Treasury Blueprint for Regulatory Reform Likely to Get Longer Look
This March, the Treasury Department released its Blueprint for a Modernized Financial Regulatory Structure. The Blueprint called for a thorough restructuring – and even deeper federalization – of the financial services regulatory system. The Blueprint called for, among other things: a new federal agency to oversee mortgage origination; optional federal chartering for insurance companies; consolidating federal banking oversight with one agency, regardless of whether a bank is federally or state chartered; merging the SEC and the CFTC; and creating a triple-headed scheme of federal regulation, with single agencies having oversight for market stability, “prudential” oversight of government-backed institutions, and business conduct.
At the time the Blueprint was released, the financial services and securities industry was headed for rough water: the auction-rate securities market had cratered; subprime mortgage portfolios and mortgage backed securities were clearly in trouble; concerns were bubbling about naked short selling; Bear Stearns collapsed, and was sold.
Those were the days.
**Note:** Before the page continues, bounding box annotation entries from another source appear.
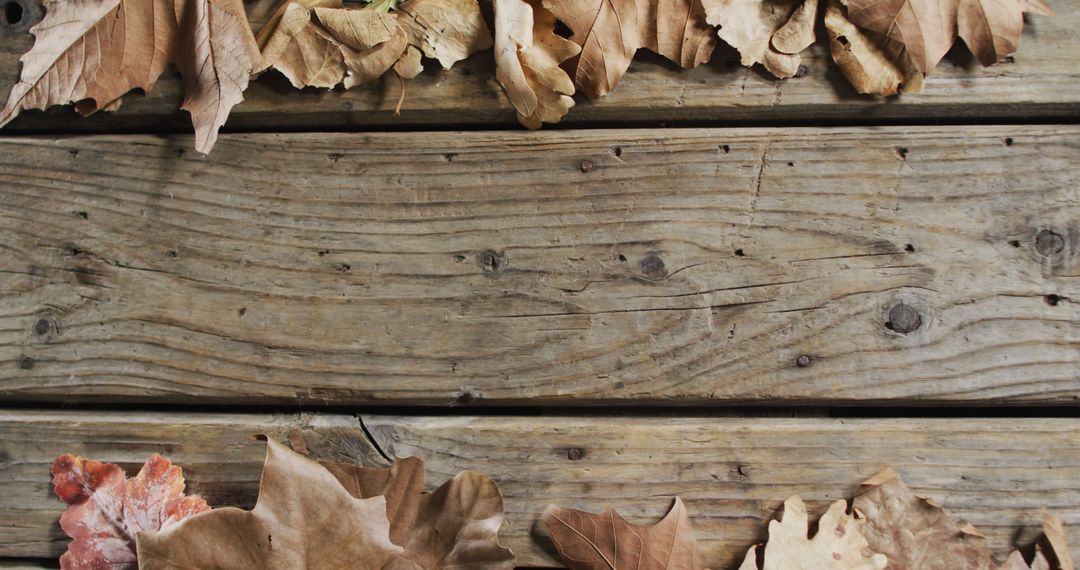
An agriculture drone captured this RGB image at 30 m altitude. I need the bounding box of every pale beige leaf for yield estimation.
[494,0,580,128]
[314,8,407,89]
[741,497,893,570]
[137,440,402,570]
[397,0,492,69]
[854,469,991,570]
[543,0,716,98]
[543,498,705,570]
[0,0,261,152]
[258,0,345,89]
[705,0,816,79]
[825,0,923,95]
Since then, Lehman Brothers imploded. Merrill Lynch was sold at a firesale. AIG required emergency resuscitation to survive. Subprime lending and overinvestment (and misvaluation) of subprime-backed securities has proven to be the biggest disaster, and even more damaging, since the junk bond/leveraged buyout mania that fueled and then destroyed Drexel Burnham Lambert in the 1980s. And Congress is on the verge of passing a staggering bailout package to try to bring some sort of order to the market.
In this environment, the push for a regulatory overhaul will only be more intense. With a new administration on the horizon, the demand for substantial increases in the scope of federal regulation will make change inevitable, regardless of whether it is an Obama or McCain administration. The Treasury Blueprint will, undoubtedly, not be the exact model for a new regulatory scheme. However, we can be sure that federal oversight will become both broader and deeper.